Как ни странно, мы больше всего склонны копировать именно то, что наименее функционально – например, мы следим за малейшими изменениями моды. Как сказал более века назад социолог Георг Зиммель, так случается потому, что «это не относится к жизненно важным побуждениям человеческих действий». Мелкие флуктуации моды приобретают такое сильное влияние как раз по той причине, что они ничего не значат, а также в силу относительно низких на них затрат. Как заметил Адам Смит, «мода на мебель меняется реже, чем мода на платья. Так происходит потому, что мебелью обычно пользуются дольше».
Но имитация имеет место абсолютно во всех сферах. Вспомните эксперименты в кафе, упомянутые в первой главе; выбор детьми блюд зависел от того, что ели другие дети за столом. Люди, кажется, запрограммированы на социальное обучение, словно в состоянии неуверенности мы инстинктивно полагаемся на действия окружающих. Этот инстинкт столь силен, что мы не только смотрим на других, чтобы понять, как действовать, но и избираем вариант действий, при котором другие смотрят на то, что делаем мы. В исследовании, проведенном Генрихом и другими учеными из Университета Британской Колумбии, дети смотрели видеоролики, где взрослые «модели» ели; за некоторыми моделями наблюдали посторонние – смотрели, как они едят, а в других случаях посторонние смотрели в другую сторону. Когда после просмотра детей спросили, какую пищу они бы предпочли, дети с большей вероятностью выбирали еду, которую ели модели под наблюдением посторонних. «Когда сигналы окружающей среды не дают достаточной информации, индивидуум склонен имитировать», – написали Генрих и Бойд.
Вспомните о знаменитом эксперименте психолога Стенли Милгрема на углу нью-йоркской улицы; он поставил людей, которые смотрели вверх на здание – просто смотрели в никуда. Чем больше людей стояли и смотрели, тем больше прохожих останавливались и тоже начинали смотреть. А почему бы и нет? Разве может не быть чего-то ценного и полезного в том, чем занимается такая куча народу?[116]
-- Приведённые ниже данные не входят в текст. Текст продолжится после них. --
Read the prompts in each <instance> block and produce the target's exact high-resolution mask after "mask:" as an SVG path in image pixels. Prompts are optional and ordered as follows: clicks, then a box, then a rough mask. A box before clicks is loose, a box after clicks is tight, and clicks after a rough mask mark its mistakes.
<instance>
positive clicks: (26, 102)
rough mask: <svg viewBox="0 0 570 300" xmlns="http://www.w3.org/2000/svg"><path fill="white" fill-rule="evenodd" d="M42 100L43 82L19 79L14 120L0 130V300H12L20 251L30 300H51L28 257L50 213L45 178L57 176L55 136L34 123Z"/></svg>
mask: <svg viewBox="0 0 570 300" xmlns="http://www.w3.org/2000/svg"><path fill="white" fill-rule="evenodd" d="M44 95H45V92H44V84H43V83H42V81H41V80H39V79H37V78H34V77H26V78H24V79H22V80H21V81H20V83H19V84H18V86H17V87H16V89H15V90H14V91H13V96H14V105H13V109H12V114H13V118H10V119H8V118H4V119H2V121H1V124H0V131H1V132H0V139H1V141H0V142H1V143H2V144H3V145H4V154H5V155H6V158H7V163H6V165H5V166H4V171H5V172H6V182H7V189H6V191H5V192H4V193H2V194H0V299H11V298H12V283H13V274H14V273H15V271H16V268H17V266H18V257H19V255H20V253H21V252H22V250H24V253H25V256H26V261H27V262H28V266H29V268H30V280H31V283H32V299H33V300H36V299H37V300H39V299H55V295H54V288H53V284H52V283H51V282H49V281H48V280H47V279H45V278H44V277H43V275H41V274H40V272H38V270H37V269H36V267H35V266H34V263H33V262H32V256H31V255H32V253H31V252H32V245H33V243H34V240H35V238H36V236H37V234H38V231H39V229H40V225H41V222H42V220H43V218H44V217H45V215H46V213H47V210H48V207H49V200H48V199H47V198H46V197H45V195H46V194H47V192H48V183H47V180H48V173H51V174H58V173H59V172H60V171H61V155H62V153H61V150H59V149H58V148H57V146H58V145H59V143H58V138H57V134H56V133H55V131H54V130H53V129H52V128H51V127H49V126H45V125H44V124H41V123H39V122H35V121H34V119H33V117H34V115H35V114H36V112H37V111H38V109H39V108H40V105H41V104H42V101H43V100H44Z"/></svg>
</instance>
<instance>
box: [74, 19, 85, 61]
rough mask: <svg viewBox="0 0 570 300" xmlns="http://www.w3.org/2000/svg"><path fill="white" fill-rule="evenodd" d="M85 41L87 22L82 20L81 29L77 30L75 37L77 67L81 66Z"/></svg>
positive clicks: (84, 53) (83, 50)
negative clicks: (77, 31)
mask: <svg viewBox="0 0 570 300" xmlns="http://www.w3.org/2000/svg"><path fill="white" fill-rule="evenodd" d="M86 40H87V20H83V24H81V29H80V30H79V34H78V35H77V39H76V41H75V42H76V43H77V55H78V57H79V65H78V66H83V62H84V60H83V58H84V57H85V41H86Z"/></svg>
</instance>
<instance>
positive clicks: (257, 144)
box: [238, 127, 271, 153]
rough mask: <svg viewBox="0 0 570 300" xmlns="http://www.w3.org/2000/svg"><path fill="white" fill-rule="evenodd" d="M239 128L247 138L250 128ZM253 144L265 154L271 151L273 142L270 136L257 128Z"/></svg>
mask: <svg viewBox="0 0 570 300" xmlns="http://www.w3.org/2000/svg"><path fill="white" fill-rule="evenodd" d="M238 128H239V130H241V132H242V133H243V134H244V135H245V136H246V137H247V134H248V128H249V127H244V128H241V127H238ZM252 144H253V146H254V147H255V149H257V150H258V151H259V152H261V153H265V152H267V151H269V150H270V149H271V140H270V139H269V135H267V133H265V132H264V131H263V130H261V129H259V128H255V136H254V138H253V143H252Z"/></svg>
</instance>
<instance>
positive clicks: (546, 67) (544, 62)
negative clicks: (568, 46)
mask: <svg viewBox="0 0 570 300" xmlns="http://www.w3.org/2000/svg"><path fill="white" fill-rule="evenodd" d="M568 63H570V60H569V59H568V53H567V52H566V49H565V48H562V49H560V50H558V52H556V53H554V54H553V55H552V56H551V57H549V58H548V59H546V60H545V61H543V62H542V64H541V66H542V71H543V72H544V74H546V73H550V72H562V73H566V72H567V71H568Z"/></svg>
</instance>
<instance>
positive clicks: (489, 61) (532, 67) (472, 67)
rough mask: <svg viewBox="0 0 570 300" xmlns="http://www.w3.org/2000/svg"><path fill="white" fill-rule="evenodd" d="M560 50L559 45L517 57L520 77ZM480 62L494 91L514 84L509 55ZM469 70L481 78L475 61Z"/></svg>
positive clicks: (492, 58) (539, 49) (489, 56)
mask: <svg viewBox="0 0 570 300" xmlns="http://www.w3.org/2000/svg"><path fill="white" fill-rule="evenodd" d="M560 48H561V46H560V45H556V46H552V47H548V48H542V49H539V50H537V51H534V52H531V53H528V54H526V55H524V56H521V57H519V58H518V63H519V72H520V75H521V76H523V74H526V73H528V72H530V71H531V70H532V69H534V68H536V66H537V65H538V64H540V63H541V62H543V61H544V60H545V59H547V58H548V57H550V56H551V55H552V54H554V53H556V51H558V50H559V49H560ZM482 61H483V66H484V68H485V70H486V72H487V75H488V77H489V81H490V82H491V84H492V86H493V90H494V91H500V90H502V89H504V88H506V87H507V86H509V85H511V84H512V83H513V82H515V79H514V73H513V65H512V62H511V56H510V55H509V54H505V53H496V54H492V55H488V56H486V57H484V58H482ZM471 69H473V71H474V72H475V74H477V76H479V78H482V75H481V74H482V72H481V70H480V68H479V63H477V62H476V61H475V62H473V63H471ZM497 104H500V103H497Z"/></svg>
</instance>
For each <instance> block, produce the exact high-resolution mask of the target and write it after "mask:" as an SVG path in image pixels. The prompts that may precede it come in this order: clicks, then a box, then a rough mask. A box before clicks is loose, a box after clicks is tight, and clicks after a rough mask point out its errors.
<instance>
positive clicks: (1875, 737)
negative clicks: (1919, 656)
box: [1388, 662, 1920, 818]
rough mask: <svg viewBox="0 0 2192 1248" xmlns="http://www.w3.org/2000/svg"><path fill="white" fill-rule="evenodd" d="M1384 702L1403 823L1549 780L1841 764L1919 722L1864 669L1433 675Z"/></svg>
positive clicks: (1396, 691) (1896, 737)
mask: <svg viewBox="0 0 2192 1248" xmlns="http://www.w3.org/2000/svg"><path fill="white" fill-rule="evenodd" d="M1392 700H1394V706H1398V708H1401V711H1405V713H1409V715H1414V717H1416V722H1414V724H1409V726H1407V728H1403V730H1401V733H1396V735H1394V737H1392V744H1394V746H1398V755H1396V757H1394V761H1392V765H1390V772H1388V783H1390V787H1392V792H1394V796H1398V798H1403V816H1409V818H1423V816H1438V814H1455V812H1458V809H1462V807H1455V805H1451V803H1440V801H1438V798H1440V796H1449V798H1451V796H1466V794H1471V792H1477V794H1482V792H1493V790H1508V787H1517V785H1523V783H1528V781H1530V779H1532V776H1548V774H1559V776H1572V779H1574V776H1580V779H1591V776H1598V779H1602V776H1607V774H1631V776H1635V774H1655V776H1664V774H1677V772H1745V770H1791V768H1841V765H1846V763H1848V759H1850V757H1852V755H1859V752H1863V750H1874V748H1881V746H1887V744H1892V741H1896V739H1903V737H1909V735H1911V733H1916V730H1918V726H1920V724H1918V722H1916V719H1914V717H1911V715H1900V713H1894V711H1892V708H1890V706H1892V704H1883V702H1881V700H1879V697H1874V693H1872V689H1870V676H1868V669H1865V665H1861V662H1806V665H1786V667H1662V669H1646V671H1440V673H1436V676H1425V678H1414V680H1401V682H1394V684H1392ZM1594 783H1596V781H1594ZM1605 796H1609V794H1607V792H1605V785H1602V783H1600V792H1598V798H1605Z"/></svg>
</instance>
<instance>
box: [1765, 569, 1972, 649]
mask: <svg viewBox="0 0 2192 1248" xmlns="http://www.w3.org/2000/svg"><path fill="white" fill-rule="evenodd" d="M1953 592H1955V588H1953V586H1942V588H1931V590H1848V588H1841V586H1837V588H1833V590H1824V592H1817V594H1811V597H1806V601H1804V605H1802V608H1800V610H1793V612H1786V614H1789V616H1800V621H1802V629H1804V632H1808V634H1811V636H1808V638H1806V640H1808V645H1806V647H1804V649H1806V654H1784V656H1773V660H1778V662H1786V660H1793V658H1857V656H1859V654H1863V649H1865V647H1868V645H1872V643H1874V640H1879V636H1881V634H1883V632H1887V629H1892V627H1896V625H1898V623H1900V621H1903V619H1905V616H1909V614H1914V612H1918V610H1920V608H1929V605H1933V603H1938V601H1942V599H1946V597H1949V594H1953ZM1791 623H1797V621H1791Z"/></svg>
Но если социальное обучение так просто и эффективно, если вся эта имитация – отличный гарантированный способ выживания для наших генов, встает вопрос: почему же все сначала пытаются делать всё по-разному? Или почему некоторые вроде Спайка могут отказываться от инноваций? Этот вопрос можно поставить и перед эволюцией как явлением: почему существует так много вариантов естественного отбора, зачем это? Выживание сильнейших, как указал биолог Хуго де Фриз, не объясняет «появления сильнейших». Йорн Утзон мог бы остановиться на более традиционном проекте здания оперного театра, импрессионисты вполне могли бы потакать вкусам современников. Художник или изобретатель, которого не понимают и третируют окружающие, с точки зрения генов является альтруистом, жертвующим возможностью приспособиться к социуму ради будущей отдачи на уровне популяции.
Бойд и Ричерсон заявляют, что в любой популяции существует оптимальный баланс между социальным и индивидуальным обучением. Слишком много социального обучения приводит к невозможности внедрения инноваций: каждый знает, как нужно ловить рыбку, потому что выучил способ ловли от старшего, но что будет, когда рыба переведется? Слишком мало социального обучения, и все примутся самостоятельно всё изучать, все будут слишком заняты, и сообщество перестанет процветать – каждый будет изобретать лук и стрелы и при этом забывать, что надо еще ходить на охоту за пищей.
Возможно, некое врожденное чувство эволюционной пользы такой дифференциации объясняет, почему люди – в особенности люди «из западного мира, из промышленно развитых, богатых и демократических стран»[117] – разрываются между желанием принадлежать к какой-то группе и желанием подчеркнуть свои индивидуальные отличия. Я предлагаю назвать это явление «конформистским отличием». Люди желают, чтобы их вкусы не были совершенно уникальны, но при этом чувствуют «тревогу», когда им говорят, что они точно такие же, как все остальные. Вспомните, какой головокружительный дискомфорт вы испытали, когда ваш коллега пришел на работу в точно такой же футболке? Неизбежно следуют шутки: «Ребята, вы сегодня специально договорились так одеться?» И нам очень нужен посредник, вроде участницы конкурса «Мисс Америка» из фильма Вуди Аллена «Бананы», которая отвечает на вопрос репортера так: «Разница во мнениях допустима, но только если разница не слишком велика».